In the 1990s, surface markers were increasingly used to localize subpopulations of macrophages in various tissues. In this way, previous definitions of tissue-specific macrophages could be consolidated.
Immunophenotype
| Cell type | CD11b | CD11c | F4 / 80 | Gr-1 | Ly6C | Ly6G | iNOS | TNFa |
|---|---|---|---|---|---|---|---|---|
| Monocyte | +++ | - | + | + | +++ | - | +++ | +++ |
| Macrophage | ++ | + | +++ | + | +/- | - | ++ | ++ |
| monocytoid MDSC | ++ | + | ++ | ++ | +++ | - | +++ | + |
| granulocyte. MDSC | ++ | + | - | ++ | + | ++ | + | + |
| plasmocyte. DC | - | + | +/- | + | + | - | - | - |
| Tip DC | + | + | - | + | - | + | ++ | ++ |
| CD4-CD8a- DC | ++ | +++ | + | - | +/- | - | - | +/- |
| CD4-CD8a + DC | - | +++ | - | - | +/- | - | - | +/- |
| CD4 + CD8a- DC | ++ | +++ | + | + | + / i | - | - | +/- |
| Bone marrow of. DC | + | + | +/- | + | - | +/- | + | + |
| Skin DC | + | + | +/- | ? | ? | ? | + | + |
| Langerhans cell | + | + | +/- | - | - | - | +/- | + |
Original table with references for all articles in PMID 22416241 (OA).
literature
- Abul K. Abbas, Andrew Lichtman: Molecular and Cellular Immunology. 5th edition. Saunders, 2005, ISBN 1-416-02389-5 .
- Abul K. Abbas, Andrew Lichtman, Nelson Fausto: Robbins Pathologic Basis of Disease. 7th edition. Saunders, 2004, ISBN 0-7216-0187-1 .
- Herbert Hof, Rüdiger Dörries: Medical microbiology. 3. Edition. Thieme, 2005, ISBN 3-13-125313-4 .
- T. Gui, A. Shimokado et al. a .: Diverse roles of macrophages in atherosclerosis: from inflammatory biology to biomarker discovery. In: Mediators of inflammation. Volume 2012, 2012, pp. 693083, ISSN 1466-1861 . doi: 10.1155 / 2012/693083 . PMID 22577254 . PMC 3337637 (free full text). (Review).
Individual evidence
- ^ Wilhelm Gemoll : Greek-German school and hand dictionary. Munich / Vienna 1965.
- ↑ Abul K. Abbas, Andrew Lichtman, Shiv Pillai: Cellular and Molecular Immunology. 6th edition. Saunders Elsevier, 2007, p. 30.
- ↑ KM Murphy et al: Janeway Immunology. 7th edition. Spektrum Akademischer Verlag, 2009, ISBN 978-3-8274-2047-3 , especially Chapters 2 and 8.
- ↑ Kranid Slavjanski: Experimental contributions to Pneumonokoniosis teaching. In: Würzburger Medicinische Zeitschrift. Volume IV, 1863.
- ^ E. Metchnikoff: About the intracellular digestion in coelenterates. In: Zoologischer Anzeiger. 3, 1880, pp. 261-263.
- ↑ Presentation Speech by Professor the Count KAH Mörner, Rector of the Royal Caroline Institute, on December 10, 1908 laudatory speech
- ^ R. van Furth: Cells of the mononuclear phagocyte system. Nomenclature in terms of sites and conditions. In: Mononuclear Phagocytes. Functional aspects, Part I; Martinus Nijhoff, The Hague 1980, pp. 1-30.
- ↑ B. Beutler, J. Mahoney, N. Le Trang, P. Pekala, A. Cerami: Purification of cachectin, a lipoprotein lipase-suppressing hormone secreted by endotoxin-induced RAW 264.7 cells. In: J Exp Med . 161 (5), May 1, 1985, pp. 984-995. PMID 3872925 .

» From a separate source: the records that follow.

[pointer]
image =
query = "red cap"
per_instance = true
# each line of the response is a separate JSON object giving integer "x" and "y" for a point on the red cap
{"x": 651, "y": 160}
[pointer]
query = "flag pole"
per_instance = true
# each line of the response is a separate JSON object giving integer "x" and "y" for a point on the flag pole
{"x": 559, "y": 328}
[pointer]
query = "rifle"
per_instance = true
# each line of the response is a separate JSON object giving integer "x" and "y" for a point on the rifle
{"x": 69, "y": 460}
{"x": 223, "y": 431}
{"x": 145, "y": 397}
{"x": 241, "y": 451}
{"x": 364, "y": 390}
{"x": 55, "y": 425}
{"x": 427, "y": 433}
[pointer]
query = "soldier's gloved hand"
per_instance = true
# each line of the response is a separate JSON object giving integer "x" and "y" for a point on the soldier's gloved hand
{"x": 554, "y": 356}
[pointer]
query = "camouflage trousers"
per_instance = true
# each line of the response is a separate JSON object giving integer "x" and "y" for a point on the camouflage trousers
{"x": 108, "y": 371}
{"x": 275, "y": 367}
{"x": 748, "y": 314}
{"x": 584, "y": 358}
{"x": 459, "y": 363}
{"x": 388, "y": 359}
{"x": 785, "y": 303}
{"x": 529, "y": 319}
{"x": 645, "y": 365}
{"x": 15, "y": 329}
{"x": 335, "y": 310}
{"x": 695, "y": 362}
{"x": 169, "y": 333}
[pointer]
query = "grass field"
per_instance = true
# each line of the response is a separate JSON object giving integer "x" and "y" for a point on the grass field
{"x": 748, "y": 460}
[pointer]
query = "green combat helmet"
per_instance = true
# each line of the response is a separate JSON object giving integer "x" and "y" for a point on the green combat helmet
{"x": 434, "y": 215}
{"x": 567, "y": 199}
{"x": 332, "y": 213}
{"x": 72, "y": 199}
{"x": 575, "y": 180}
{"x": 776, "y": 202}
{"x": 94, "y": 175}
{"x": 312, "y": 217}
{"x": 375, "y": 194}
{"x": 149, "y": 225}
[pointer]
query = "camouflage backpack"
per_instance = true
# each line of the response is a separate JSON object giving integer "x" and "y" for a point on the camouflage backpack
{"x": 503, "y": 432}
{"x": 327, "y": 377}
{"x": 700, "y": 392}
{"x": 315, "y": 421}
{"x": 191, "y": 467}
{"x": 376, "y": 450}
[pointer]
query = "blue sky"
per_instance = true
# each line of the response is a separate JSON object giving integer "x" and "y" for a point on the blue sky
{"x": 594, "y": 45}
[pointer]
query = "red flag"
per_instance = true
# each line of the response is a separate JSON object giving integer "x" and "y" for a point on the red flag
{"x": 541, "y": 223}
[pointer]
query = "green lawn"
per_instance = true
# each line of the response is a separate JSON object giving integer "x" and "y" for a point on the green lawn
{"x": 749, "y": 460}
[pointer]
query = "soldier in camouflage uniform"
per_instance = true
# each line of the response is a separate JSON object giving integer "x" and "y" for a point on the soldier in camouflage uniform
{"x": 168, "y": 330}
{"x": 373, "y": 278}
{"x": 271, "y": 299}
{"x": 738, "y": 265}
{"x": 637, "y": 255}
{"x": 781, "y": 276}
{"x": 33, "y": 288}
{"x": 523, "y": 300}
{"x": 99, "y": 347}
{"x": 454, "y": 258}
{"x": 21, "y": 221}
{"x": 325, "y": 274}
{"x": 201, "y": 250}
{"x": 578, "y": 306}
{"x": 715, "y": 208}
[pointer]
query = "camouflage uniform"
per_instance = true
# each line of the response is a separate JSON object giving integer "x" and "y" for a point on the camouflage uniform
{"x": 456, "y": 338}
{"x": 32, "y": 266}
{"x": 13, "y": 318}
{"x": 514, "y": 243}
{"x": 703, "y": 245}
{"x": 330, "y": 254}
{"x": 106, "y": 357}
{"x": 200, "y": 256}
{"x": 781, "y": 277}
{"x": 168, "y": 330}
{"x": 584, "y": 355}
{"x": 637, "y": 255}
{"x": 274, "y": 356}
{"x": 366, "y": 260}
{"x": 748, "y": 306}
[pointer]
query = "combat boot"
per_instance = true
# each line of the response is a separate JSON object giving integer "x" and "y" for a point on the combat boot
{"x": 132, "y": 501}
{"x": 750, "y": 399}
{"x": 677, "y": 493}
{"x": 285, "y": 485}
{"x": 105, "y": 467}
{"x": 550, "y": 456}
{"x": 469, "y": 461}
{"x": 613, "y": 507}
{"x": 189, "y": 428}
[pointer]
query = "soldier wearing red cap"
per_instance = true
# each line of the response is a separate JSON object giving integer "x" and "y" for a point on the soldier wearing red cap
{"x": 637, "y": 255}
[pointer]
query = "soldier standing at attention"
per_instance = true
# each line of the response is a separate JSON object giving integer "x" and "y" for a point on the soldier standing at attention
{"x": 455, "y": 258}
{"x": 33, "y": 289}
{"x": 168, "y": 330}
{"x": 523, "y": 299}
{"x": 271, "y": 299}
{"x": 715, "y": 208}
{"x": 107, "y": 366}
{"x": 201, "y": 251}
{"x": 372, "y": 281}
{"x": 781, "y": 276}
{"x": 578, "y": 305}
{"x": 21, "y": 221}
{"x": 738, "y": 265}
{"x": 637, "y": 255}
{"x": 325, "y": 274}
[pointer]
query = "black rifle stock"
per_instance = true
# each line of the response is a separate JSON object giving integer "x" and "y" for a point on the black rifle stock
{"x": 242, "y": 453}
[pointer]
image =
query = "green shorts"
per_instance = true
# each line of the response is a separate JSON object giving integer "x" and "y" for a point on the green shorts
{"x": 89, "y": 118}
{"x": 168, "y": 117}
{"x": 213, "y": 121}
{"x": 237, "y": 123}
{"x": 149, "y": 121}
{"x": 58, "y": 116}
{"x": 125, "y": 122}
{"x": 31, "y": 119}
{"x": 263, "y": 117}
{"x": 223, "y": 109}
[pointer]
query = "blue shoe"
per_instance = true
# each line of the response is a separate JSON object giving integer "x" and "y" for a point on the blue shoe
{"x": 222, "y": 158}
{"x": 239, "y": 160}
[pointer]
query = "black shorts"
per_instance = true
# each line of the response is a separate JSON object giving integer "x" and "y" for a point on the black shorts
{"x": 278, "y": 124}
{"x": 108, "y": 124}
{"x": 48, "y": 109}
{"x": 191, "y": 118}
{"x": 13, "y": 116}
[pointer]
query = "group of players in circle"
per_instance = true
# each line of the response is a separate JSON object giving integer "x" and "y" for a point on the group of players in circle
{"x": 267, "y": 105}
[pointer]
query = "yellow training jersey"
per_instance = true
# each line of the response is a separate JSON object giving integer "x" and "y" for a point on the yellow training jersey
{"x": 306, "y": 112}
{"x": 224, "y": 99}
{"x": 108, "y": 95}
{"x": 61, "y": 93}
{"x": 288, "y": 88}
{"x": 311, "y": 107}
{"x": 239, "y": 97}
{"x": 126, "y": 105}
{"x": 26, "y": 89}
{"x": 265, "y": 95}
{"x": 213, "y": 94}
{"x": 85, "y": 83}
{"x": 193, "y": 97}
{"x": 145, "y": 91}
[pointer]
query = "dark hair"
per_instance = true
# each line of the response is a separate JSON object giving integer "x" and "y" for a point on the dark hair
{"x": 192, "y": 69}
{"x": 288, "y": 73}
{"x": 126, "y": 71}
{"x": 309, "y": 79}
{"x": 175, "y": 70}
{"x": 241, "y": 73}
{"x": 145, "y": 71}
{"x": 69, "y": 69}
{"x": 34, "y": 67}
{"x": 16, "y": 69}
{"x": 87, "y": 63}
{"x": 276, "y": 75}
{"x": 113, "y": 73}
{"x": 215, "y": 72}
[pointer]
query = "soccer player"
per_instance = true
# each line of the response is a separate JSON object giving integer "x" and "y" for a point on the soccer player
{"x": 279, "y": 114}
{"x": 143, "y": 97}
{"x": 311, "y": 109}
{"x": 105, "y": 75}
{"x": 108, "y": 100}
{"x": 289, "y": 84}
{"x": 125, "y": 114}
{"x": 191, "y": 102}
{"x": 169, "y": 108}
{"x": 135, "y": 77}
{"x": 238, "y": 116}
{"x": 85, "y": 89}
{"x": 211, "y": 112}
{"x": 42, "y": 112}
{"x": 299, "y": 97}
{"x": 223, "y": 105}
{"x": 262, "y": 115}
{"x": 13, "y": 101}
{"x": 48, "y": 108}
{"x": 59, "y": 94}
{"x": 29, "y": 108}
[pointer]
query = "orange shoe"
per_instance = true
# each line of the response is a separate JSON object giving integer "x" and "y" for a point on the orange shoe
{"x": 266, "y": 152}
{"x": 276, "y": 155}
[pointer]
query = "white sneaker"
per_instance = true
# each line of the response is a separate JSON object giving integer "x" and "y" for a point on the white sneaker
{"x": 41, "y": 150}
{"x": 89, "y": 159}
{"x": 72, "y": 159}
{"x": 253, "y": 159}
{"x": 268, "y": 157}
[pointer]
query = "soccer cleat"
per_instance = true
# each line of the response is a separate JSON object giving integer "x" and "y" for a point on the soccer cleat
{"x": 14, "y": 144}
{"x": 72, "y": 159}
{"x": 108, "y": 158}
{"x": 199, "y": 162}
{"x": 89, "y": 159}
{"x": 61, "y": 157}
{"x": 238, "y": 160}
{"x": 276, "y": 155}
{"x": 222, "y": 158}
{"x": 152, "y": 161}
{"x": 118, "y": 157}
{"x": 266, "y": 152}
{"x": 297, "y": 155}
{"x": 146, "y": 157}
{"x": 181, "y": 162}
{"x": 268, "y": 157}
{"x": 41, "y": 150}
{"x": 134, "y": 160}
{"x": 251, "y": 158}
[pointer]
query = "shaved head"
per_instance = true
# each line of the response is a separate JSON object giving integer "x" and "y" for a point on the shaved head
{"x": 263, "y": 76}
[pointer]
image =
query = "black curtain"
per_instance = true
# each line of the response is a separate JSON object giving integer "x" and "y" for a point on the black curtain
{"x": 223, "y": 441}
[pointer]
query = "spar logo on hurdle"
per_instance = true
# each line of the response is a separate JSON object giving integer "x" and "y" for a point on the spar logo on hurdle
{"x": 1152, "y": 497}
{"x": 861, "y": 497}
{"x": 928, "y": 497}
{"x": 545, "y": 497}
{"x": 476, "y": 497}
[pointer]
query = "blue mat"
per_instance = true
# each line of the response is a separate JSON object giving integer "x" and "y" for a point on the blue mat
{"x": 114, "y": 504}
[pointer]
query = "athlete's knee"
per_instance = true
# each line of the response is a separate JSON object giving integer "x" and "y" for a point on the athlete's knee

- ↑ V. Chitu, ER Stanley: Colony-stimulating factor-1 in immunity and inflammation. In: Curr Opin Immunol . 18 (1), February 2006, pp. 39-48. PMID 16337366
- ^ S. Gordon, L. Lawson, S. Rabinowitz, PR Crocker, L. Morris, VH Perry: Antigen markers of macrophage differentiation in murine tissues. In: Curr Top Microbiol Immunol. 181, 1992, pp. 1-37. PMID 1424778
- ^ M. Schmid, AK ways, U. Ritter: Characteristics of "Tip-DCs and MDSCs" and Their Potential Role in Leishmaniasis. In: Frontiers in Microbiology. Volume 3, 2012, p. 74, doi : 10.3389 / fmicb.2012.00074 , PMID 22416241 , PMC 3298847 (free full text).